La lectura de Restos permite entonces adentrarse en una exposición de 42 de medallas heredadas por el autor. El guion para la valoración de las piezas, libre de un rigor cronológico, nos sumerge en un trato íntimo: casi que terminamos por sentirnos amigos de Pe, como si hubiésemos sido educados por la profesora Marina Ramos, su madre, o hubiésemos recibido la dirección técnica del canario Brito en su paso por el Deportivo Pereira. Hasta sus perros parecen escoltarnos, mientras recorremos la playa con el autor y le escuchamos hablar de esa necesidad de “tocar fondo” con Alex y Rodolfo.

Para un año tan extraño y depresivo como lo es este 2020, una novela como la de Brito ayuda a desempañar la óptica desde la que contemplamos la vida. Tanta quietud y encierro, tanta prevención y restricción, minan nuestra salud mental. Es inevitable el desgaste del buen humor, de la paciencia y del asombro. También ese recrudecimiento de la violencia, el desplazamiento y el delito, la desconfianza ante las instituciones y el sopor de la “nueva normalidad”, demandan unos protocolos para la psicoseguridad.

Ante la pregunta “¿Qué hace la literatura en nosotros?”, el poeta Jhonattan Arredondo concluye en su columna: “si leer es un acto religioso, la literatura, por su parte, es la auténtica manifestación de un milagro: nadie puede impedirnos imaginar lo que queramos, incluso, si lo que imaginamos ya no pertenece a este mundo. Eso es lo que hace la literatura en nosotros.”

Tanto del novelista, como del poeta, extraigo un zumo de fe en la literatura. ¿Quiénes somos cuándo iniciamos el libro y en qué nos hemos convertido al llegar a la última línea?

Después de la hospitalidad con la que Brito nos ha permitido el recorrido por sus medallas, algo en el propio interior cicatriza. Quizá es que entre las risas por el cumpleaños desplazado por el bullicio del anuncio del nobel a Gabo y el silencio por la enfermedad y la ausencia de la madre, lo que estamos escuchando es la música del río de la vida que corre.

Es también una invitación para limpiar de nuevo la casa y hallar los fósiles propios. Sacudirlos, desempolvarlos, puede animarnos a dialogar de nuevo con quienes también habitan la casa y quererlos un poco más.

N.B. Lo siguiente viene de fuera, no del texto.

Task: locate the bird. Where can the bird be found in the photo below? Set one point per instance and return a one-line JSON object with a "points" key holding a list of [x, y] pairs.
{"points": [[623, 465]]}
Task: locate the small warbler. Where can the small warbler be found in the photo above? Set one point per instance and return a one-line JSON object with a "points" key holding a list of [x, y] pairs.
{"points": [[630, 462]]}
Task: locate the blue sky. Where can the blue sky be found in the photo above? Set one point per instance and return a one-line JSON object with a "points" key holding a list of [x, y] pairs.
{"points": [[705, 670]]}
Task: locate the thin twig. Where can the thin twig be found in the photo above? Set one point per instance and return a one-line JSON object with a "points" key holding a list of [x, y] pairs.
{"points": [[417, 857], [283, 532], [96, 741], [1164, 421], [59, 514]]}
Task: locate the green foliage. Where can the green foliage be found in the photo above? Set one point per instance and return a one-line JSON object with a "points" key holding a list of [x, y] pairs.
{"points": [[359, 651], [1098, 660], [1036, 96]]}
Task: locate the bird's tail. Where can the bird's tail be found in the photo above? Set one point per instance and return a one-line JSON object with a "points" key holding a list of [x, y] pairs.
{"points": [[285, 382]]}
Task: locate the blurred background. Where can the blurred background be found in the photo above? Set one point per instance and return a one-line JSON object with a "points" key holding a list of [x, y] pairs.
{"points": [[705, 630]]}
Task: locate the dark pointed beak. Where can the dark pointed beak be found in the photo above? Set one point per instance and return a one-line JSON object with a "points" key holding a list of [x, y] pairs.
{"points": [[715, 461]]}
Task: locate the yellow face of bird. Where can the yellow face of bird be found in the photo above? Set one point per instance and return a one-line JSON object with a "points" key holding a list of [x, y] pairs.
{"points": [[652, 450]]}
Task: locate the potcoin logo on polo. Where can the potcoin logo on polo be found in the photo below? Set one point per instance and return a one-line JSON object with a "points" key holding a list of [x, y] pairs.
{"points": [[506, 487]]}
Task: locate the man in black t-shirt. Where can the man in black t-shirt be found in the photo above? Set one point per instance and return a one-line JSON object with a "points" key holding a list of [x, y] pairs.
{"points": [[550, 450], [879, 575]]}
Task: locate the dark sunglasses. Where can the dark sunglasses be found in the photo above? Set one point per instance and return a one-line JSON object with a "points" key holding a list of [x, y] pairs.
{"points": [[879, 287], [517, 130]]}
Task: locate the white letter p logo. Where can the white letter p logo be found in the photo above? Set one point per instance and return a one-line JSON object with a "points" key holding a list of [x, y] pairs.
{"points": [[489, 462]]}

Pe nos cuenta, en una prosa de 12 renglones, la pelea de un padre con su hijo. No sabe muy bien por qué vuelve de vez en cuando, pero las palabras con que termina aquella imagen me hacen pensar una clave: “Luchaban, pero a la vez parecían consolarse y acariciarse después de cada tirón, de cada sacudida. Al final quedaron abrazados, llorando.”

Vivir no resulta fácil y la literatura tiene mucho del puño y del consuelo. La escoba es un objeto penitencial y como tal, a veces purifica.